We moved to Texas when I was six. In our new neighborhood, I met the other kids who lived around the cul-de-sac. They were white; my brother and I weren’t. We told them we were Indian. They asked, “What tribe are you?”
I explained how we were not that kind of Indian but the ones who came from India, the country. You know, the one Christopher Columbus was trying to find.
There was only one other Indian family in our small town so the questions continued. Do you worship cows? (Way before vegetarianism became mainstream, this was the only explanation that seemed viable in meat-eating country.)
But my childhood role of cultural attaché had its limitations. I didn’t grow up in India; Texas is home. That’s not so say that my parents didn’t incorporate our heritage into our lives. We celebrated holidays and formed a community with other Indian families in the greater Houston area. But it was understandably impossible to get a deeper understanding of Gujarati customs in this pan-India immigrant environment. I’ve often quizzed my parents along the lines of, why do we do this that way? They didn’t know how to respond. After all, they grew up in the culture, which enveloped them daily. They never had to ask anyone why.
About six months ago, I was thinking about my time in the Gulf, how much I’d learned about this part of the world, a place that I had never expected to call home. And I was a little wistful that I couldn’t do the same in India, in the western state of Gujarat, a place where I have strong personal ties. But then I thought, why can’t I?
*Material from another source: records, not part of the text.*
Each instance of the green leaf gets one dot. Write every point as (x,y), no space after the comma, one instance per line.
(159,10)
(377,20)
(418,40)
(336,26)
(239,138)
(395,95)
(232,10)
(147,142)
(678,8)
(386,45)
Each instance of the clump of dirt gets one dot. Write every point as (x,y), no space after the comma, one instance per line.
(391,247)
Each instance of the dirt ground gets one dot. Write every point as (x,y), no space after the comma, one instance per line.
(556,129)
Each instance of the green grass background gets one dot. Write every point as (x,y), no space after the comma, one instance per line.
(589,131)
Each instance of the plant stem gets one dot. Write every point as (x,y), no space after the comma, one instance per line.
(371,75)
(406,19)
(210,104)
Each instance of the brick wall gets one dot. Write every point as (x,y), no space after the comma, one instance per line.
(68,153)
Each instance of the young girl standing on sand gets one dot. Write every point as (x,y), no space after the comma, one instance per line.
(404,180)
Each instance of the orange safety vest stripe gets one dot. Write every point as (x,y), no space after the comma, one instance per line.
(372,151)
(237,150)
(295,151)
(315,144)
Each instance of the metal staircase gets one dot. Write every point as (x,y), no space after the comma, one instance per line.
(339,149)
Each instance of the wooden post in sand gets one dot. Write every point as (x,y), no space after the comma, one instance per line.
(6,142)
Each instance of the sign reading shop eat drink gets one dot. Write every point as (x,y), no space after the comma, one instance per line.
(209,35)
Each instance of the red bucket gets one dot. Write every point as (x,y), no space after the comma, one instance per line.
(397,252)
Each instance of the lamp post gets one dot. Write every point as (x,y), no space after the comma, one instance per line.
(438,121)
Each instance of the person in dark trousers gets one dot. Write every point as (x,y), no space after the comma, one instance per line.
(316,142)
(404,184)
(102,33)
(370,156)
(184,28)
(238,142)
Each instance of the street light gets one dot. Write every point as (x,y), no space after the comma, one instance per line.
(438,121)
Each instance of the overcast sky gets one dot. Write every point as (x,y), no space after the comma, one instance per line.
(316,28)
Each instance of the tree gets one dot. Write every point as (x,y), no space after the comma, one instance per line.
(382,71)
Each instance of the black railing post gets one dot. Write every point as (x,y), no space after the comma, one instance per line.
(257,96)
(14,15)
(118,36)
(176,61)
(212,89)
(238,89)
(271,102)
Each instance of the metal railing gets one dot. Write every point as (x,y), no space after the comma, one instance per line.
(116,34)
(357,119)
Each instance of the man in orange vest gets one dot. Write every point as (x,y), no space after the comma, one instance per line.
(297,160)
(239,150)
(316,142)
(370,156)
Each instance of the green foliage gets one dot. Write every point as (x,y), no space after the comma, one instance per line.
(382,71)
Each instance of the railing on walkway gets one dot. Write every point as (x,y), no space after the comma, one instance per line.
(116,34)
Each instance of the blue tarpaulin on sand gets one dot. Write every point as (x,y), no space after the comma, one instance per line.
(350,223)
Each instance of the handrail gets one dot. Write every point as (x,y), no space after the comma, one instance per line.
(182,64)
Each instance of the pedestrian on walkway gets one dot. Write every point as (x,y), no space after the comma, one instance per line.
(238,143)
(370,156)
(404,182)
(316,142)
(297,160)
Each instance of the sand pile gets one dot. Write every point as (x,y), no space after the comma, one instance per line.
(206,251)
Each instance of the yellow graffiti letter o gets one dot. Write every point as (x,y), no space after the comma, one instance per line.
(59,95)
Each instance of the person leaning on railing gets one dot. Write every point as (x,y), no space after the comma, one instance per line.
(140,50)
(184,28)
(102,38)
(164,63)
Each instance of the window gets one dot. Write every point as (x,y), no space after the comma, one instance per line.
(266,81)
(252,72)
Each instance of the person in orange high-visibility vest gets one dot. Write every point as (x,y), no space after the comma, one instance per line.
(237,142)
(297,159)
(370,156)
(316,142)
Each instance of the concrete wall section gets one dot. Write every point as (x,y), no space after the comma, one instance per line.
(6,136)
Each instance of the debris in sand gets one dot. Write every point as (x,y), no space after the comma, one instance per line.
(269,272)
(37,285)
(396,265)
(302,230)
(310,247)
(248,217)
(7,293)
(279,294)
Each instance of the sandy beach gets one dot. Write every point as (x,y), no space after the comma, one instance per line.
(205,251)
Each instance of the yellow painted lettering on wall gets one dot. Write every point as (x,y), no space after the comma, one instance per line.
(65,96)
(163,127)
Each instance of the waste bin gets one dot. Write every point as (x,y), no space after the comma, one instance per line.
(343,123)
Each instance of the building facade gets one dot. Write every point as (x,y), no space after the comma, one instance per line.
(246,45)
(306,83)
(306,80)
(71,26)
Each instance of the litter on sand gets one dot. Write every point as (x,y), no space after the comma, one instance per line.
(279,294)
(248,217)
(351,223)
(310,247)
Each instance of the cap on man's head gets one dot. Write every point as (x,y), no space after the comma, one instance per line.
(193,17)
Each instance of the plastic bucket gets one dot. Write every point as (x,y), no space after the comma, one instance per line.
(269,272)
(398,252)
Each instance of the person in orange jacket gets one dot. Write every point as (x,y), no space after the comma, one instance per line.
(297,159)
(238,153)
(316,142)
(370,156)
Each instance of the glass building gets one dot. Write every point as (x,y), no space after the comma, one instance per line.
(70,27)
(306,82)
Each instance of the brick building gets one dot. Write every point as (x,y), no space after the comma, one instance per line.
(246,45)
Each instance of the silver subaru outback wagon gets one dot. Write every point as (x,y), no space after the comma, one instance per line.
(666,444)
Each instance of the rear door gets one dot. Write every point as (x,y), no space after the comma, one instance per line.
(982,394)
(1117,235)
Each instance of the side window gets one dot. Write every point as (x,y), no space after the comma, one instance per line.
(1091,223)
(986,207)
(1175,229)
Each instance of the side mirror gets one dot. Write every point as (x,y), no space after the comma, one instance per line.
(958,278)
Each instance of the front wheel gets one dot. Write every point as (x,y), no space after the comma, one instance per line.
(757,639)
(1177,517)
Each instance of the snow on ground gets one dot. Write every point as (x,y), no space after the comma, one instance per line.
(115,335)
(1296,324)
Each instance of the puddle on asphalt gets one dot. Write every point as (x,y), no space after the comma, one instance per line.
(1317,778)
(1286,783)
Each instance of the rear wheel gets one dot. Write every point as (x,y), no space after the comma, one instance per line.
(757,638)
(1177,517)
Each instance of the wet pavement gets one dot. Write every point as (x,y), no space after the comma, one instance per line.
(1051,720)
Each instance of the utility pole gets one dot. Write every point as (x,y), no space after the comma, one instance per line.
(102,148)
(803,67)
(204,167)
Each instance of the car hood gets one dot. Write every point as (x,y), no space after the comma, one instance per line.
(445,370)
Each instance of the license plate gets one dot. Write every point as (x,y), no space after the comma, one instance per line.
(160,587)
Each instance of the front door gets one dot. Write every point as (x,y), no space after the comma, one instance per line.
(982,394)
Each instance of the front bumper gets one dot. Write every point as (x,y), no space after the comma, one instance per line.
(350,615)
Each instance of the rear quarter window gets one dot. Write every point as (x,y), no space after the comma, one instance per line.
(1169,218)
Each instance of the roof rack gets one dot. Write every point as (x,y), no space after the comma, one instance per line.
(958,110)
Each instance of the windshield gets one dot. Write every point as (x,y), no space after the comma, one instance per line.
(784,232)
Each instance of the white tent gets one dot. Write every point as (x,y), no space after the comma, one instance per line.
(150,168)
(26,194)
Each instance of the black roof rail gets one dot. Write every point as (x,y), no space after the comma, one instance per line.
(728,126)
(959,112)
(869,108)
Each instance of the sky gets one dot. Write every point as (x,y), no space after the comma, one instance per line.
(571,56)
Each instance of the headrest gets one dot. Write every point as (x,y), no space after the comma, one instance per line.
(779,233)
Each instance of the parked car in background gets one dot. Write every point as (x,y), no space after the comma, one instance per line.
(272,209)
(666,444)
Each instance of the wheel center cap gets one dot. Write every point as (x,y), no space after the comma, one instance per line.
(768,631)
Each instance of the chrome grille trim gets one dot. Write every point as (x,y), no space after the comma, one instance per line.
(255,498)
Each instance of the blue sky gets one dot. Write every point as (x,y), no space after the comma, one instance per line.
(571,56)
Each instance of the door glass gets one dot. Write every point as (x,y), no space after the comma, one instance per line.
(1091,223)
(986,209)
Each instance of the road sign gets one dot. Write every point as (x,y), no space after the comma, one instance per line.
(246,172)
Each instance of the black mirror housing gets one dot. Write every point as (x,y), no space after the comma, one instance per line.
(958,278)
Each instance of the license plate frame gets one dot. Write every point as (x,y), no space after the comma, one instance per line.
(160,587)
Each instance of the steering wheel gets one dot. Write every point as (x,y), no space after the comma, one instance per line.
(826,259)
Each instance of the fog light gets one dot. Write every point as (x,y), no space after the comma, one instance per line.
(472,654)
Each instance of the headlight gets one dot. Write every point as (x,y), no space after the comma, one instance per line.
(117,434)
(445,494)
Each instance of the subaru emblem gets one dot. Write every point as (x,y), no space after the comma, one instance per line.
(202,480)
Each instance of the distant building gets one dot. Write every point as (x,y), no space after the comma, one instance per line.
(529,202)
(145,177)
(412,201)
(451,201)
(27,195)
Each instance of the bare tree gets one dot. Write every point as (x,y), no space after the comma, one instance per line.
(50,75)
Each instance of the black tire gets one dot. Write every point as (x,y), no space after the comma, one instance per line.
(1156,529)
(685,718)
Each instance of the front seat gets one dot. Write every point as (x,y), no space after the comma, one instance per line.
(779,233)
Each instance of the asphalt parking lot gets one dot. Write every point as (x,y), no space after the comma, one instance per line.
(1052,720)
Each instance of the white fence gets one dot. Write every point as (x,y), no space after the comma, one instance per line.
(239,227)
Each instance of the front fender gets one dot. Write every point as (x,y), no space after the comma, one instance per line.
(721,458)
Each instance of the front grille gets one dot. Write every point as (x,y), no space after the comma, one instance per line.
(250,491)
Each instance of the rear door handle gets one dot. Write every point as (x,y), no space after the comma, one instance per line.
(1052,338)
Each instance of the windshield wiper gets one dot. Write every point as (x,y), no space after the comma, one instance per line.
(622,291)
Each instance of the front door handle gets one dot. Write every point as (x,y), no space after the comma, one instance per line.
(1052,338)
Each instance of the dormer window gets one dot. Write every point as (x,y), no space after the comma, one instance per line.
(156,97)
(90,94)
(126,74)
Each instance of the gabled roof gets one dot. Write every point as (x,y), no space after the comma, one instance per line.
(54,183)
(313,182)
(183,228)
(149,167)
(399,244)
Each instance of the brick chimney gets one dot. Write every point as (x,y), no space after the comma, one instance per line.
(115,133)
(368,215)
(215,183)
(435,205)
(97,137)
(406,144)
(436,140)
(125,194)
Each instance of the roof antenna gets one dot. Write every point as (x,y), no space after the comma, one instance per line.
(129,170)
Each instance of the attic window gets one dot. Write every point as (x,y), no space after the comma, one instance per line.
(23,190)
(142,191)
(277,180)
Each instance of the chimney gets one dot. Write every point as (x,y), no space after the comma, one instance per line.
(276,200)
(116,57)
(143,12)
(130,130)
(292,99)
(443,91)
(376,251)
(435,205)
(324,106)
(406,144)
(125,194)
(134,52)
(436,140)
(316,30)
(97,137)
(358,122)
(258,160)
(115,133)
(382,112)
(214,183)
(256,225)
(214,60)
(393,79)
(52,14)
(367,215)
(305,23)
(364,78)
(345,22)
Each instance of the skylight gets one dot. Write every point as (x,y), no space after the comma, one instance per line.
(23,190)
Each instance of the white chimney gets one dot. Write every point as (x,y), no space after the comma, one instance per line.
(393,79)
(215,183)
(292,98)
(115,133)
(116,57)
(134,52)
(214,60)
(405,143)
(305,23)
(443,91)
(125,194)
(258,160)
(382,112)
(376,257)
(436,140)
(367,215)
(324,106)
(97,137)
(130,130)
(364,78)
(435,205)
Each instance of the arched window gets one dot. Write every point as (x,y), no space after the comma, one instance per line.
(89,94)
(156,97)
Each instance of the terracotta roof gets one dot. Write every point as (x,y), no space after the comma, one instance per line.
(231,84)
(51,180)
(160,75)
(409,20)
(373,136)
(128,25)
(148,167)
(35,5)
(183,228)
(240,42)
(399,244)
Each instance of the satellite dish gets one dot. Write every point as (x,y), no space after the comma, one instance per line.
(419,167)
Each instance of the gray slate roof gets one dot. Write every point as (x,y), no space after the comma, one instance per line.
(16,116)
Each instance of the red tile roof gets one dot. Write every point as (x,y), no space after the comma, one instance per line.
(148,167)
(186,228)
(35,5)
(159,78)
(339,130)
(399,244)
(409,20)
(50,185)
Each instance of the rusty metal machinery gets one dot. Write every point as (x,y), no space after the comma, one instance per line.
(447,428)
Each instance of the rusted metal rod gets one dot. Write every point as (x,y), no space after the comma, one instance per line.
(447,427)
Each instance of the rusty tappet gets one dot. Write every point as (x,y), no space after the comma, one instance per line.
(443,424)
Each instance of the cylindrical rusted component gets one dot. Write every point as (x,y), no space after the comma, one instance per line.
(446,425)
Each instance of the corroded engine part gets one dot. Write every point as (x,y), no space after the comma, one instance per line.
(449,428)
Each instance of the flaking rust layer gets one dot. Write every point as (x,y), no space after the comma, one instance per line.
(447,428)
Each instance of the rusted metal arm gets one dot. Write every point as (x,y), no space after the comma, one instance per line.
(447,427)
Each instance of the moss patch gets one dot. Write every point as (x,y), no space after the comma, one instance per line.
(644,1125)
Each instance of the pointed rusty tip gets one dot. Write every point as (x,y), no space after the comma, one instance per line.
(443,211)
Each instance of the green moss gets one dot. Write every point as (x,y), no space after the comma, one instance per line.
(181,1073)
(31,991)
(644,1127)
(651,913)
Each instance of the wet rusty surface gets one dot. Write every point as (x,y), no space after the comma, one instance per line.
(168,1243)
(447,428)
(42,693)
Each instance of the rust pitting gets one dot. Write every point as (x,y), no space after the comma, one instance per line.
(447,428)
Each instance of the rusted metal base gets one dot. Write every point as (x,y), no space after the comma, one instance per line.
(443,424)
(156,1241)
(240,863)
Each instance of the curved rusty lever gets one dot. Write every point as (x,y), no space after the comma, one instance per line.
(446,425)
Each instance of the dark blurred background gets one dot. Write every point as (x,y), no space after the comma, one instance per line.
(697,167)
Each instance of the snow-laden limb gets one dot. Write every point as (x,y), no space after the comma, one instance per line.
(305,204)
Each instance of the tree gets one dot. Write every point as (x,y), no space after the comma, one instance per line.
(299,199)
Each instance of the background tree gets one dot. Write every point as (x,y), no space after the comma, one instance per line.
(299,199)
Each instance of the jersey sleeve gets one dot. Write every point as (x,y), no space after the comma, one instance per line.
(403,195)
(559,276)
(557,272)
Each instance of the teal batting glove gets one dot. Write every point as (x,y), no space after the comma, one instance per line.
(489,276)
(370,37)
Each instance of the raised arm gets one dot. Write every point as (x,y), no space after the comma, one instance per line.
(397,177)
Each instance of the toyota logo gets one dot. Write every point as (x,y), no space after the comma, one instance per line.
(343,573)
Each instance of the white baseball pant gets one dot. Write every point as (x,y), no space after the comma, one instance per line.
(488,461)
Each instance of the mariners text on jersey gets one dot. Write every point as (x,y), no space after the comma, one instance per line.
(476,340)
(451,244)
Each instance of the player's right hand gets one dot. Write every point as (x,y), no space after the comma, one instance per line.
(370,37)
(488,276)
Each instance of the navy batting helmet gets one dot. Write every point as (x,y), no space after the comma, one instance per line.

So, that’s what I’m doing. Starting in January, I’m migrating across the Arabian Sea, traveling through Gujarat’s varied regions and speaking to writers and playwrights, tribal textile workers and wildlife tour guides, CEOs and teachers. I want to immerse myself in the place that my family calls home and maybe bridge the inevitable gap formed when immigrants leave one country to make a home in another. I hope you’ll come along with me on this journey.